There’s a marvelous foie gras corn cake under maitakes on the duck dish. Photo: Steven Richter

        I would have bet that a David Burke iceberg wedge would shove anyone else’s wedge to the curb.  It’s not even a wedge, for starters, but a big round core of lettuce stuffed with candied pecans, dried cranberries and bits of pear, in a tomato vinaigrette with crumblings of blue cheese. Salad, cheese and dessert on a single plate.


A lot of style but not enough lively pea flavor in this soup. Photo: Steven Richter.

        Pea soup in two acts is pretty enough. Act One, a poached egg wrapped in prosciutto and tied with a scallion ribbon, ham hocks hiding out underneath… followed by a pour of mint tea-spiked split pea soup.  But I miss a blast of real pea taste.  Still, I’d come back for the marvelous foie gras corn cake, even though the soy honey duck ringing it is unremarkable.
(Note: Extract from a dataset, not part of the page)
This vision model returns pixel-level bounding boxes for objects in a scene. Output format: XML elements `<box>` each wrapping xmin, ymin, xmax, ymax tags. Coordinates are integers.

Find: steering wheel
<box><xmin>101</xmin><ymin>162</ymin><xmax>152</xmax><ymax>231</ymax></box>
The pork chop, ordered “rarish,” with parsley onion rings, is good enough to take leftovers home once you shove aside the over-caramelized pork cheek and the blackened too sweet sludge of apple bacon marmalade.

 
Scrape away the apple-bacon marmelade sludge for a fine pork chop. Photo: Steven Richter

        In the kitchen - girding to feed the hordes when the terrace opens and Burke rides off to his next conquest – executive chef Jedd Adair bears solid cred from days at Degustation, Corton, Toqueville, plus golden times when Rocco de Spirito took cooking seriously at Union Pacific.  He can throw together Monday’s mac ‘n’cheese dinner special for the Road Food Warrior. This sticky toss of fusilli, cooked in parmesan water for extra thickness, and Cabot clothbound cheddar mixed with herb purée is not macaroni by a stretch, but it’s so good you might decide not to sue for false advertising. Smoked barley risotto with little flutters of mushroom deserves attention as more than a $7 side. Pair it with jalapeno French fries cooked in smoked beef fat, divide an entrée - it’s a carbophiliac’s dinner for two.


Next time I’ll save room for one of each little petits fours on the stove. Photo: Steven Richter

        While photographing the dollhouse iron stove lined with petits fours earlier, I planned to reserve one of my own.  But after so many extras crowding our table, dessert looms as possibly painful. I’m still Insatiable, but believe me, it was always just a playful metaphor.  This moment of clarity and sanity is quickly destroyed as desserts arrive anyway, demanding to be tasted. I can resist coconut cream cake with salted macadamias and rum sauce, but not gianduja hazelnut mousse sandwiched in chocolate with ginger Rice Krispie clumps. Then a final Burkeian signature: monkey bread for two, baked in a cake tin with pecans, caramel, chewy slices of banana, spooned up by the captain with clouds of vanilla ice cream. Since the tin has a top, we must take the two-thirds remaining with us, inspiring a note from the kitchen tucked into a David Burke shopping bag: “We’re glad that you liked your meal so much that you’re taking it home.”


Banana and caramel monkey bread comes baked in a handy take-away tin. Photo: Steven Richter

        No point in weeping for olden times when chefs stayed in their kitchens and didn’t have empires or stylists or pluck their eyebrows. The most we dare ask today is that they groom a solid second to take over when they jet away to Singapore or Dubai.  Burke has committed to breakfast, lunch, dinner and room service at the James.  The garden could open within three weeks, he thinks, he hopes, and easily hold 200 diners, but he plans to keep it at 100 ordering from a menu of “outdoor food, if there is such a thing.”  With no tall buildings blocking the view, “sunsets will be terrific.”  He might introduce a mini-farmers market on Saturdays: “Maybe bread, honey, tomatoes, just four farmers to start.”  What’s next?  “Well, it’s New York. I’ve always wanted a steak house in New York.”

23 Grand Street between Grand and Thompson Streets.  212 201 9119 Monday through Friday breakfast 7 to 10 am. Lunch noon to 3 pm. Brunch Saturday 10 am to 3 pm, Sunday 10 to 4 pm. Dinner seven days 5 to 11 pm. Weekend late night menu 11 pm to 2 am.